Parallel zur sogenannten„inneren Emigration“ etlicher Literaten reklamierten die Komponisten speziell nach 1945 die „verdeckte Schreibweise“ für sich – und diese versuchte Beschönigung der belegbaren Anpassung an die NS-Musikpolitik wird mit 53 exemplarischen Notenbeispielen und vielen Libretto-Zitaten quer durch viele Bühnenwerke der genannten Komponisten widerlegt. Eindrucksvoll entlarvt wird auch die jeweilige Streichung und Umformulierung von nicht-NS-konformen Textstellen samt der damit einhergehenden musikdramatischen Abmilderung und auch Banalisierung herausfordernder Grenzsituationen etwa von Büchner-Texten in Wagner-Régenys „Günstling“, von Kleists Jamben-Sprache in Graeners „Prinz von Homburg“, aber auch in Norbert Schultzes vermeintlich unpolitischen Märchen­opern wie „Schwarzer Peter“ und „Das kalte Herz“.

Eindeutig erkennbar wird, dass die von Goebbels 1936 monierte „Dürre“ im Bereich der Oper nicht behoben wurde – sein schließlich ausgesprochenes Bekenntnis zu den „deutschen Meistern als den Wegweisern auch für unsere Zukunft“ ist auch das Eingeständnis eines Scheiterns. Während sich die NS-Künstler Thorak, Breker oder Troost in heroischer Gigantomanie austobten, gelang den Komponisten eben genau vergleichbare Heroik nicht: so wirken etwa Wagner-Regenys „Bürger von Calais“ zwergenhaft vor der Expression von Rodins Plastik und der sprachlichen Wucht von Georg Kaisers Drama; seine „Johanna Balk“ darf nicht mit Judith, Leonore oder anderen heroischen Frauen in einem Atemzug genannt werden.

So bleibt als Fazit: Graeners 1938 geforderte Ausstellung „Der entartete Hörer“ zielte absurd ins Leere, denn die vier nach 1933 geförderten und im Buch als Beispiele ausgewählten Komponisten, aber auch ein Georg Volkmann oder Julius Weismann konnten den von den NS-Musikideologen durchgesetzten „Wegfall zahlreicher jüdischer und fremdländischer oder sonstwie unerwünschter Werke“ nicht ausgleichen. Die NS-Forderung nach der neuen „Volksoper“ wurde nicht erfüllt.

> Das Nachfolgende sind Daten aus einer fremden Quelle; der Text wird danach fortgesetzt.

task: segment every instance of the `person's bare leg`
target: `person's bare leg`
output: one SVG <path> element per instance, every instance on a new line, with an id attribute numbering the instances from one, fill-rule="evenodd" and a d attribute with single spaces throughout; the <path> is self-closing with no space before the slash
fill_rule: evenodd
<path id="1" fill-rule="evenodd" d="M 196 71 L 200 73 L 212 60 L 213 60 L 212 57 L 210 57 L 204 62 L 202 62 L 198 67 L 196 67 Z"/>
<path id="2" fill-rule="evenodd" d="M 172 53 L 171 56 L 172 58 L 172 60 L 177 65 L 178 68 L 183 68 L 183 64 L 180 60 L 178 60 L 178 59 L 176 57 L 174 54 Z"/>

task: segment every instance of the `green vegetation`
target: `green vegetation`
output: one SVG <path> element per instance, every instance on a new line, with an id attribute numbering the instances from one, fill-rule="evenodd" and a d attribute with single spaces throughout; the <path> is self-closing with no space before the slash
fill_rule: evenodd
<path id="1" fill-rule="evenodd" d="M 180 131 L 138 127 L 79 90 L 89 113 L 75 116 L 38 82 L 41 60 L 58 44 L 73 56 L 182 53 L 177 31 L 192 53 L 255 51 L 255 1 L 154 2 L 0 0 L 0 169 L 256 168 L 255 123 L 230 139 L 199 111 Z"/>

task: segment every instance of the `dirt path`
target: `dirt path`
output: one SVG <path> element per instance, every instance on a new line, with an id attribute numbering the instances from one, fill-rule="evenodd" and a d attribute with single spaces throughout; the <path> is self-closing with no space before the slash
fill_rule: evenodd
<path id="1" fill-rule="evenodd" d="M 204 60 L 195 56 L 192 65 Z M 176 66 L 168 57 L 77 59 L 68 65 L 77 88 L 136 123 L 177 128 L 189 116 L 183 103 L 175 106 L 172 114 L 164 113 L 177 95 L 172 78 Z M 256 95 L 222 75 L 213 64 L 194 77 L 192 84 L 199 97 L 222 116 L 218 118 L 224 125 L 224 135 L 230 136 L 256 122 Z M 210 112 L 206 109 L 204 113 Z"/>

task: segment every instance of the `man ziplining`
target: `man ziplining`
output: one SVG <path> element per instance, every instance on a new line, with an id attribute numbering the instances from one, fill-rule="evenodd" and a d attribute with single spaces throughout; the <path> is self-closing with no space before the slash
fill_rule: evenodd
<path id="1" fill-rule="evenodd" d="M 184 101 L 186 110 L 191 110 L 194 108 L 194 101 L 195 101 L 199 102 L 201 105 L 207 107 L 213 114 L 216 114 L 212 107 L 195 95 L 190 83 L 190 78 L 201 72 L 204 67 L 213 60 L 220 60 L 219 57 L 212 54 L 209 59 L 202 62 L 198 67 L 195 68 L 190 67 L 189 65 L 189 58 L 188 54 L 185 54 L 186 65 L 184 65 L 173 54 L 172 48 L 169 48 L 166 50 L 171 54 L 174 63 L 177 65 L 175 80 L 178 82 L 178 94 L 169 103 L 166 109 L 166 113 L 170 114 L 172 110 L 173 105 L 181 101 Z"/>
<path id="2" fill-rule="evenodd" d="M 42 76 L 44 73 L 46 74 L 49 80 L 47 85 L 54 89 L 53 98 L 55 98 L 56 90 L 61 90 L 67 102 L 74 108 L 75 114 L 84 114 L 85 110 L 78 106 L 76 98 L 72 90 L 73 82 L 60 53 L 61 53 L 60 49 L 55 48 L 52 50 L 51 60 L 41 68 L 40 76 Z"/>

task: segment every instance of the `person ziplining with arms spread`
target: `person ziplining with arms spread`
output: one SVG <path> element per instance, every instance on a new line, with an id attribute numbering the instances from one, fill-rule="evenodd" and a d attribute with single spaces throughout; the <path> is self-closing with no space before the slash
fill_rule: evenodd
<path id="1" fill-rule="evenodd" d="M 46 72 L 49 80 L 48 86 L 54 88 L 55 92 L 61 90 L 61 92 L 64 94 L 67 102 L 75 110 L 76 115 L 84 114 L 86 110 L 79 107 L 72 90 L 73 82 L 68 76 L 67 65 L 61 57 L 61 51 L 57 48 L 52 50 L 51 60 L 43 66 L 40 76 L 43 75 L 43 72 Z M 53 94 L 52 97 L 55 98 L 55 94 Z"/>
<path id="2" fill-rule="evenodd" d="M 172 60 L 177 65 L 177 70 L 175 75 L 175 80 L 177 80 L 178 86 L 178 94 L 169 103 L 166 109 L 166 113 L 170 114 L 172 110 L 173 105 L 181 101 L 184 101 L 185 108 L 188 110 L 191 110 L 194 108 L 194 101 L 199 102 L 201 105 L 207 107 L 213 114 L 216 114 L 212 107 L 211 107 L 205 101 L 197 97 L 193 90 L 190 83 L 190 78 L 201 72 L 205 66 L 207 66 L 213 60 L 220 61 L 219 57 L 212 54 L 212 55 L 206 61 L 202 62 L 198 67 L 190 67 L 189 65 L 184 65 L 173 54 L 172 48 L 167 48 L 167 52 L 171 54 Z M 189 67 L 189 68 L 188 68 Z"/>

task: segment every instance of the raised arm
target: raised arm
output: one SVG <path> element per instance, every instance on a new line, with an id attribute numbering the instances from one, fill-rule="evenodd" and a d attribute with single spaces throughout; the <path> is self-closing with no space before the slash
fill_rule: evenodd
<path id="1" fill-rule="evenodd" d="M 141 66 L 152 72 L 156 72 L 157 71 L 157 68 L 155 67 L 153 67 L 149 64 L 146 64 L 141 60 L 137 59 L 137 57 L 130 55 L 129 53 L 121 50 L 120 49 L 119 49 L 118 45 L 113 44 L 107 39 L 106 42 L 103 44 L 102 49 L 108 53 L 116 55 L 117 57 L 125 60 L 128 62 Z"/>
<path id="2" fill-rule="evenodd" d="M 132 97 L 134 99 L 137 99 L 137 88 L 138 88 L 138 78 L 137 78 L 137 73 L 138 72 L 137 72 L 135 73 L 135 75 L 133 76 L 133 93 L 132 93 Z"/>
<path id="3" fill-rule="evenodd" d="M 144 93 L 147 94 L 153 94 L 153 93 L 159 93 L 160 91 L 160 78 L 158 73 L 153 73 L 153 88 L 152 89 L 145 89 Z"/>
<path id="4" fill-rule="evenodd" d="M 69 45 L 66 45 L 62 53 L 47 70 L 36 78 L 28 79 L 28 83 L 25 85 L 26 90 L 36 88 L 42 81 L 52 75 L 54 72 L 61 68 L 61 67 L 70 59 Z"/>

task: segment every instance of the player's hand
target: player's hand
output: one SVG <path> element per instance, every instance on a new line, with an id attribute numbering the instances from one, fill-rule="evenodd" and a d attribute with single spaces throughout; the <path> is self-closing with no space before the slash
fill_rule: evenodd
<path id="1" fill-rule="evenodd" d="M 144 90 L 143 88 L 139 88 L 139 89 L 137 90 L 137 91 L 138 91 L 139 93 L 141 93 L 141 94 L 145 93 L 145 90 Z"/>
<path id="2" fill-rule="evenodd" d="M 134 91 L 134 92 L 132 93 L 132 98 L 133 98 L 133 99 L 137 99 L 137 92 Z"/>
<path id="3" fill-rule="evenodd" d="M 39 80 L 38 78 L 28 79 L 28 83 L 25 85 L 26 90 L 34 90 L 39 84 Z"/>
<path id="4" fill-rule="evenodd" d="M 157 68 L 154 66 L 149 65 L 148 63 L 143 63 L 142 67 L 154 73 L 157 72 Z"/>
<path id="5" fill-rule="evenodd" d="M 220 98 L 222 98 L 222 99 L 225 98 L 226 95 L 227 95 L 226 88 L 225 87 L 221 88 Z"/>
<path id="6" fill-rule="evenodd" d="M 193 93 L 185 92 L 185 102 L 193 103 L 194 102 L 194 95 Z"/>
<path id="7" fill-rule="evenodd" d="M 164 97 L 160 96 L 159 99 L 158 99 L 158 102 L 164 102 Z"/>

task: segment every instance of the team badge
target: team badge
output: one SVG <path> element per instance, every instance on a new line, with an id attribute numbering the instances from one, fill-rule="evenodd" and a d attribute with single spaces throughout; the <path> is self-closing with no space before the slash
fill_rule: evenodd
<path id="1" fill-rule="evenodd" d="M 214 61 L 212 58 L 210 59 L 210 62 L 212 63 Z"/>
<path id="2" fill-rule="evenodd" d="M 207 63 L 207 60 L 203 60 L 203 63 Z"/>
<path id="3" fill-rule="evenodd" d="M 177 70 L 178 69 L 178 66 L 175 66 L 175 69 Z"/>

Nicht nur im Bereich der Operette, sondern generell ist ein Zug zur „De(s)–intellektualisierung“ festzustellen. Der von Richard Freymann 1942 konstatierte „Eclipse of German Music Hegemony“ war Realität in den zumeist unterkomplexen Werken. All das belegt der Sammelband unideologisch glasklar.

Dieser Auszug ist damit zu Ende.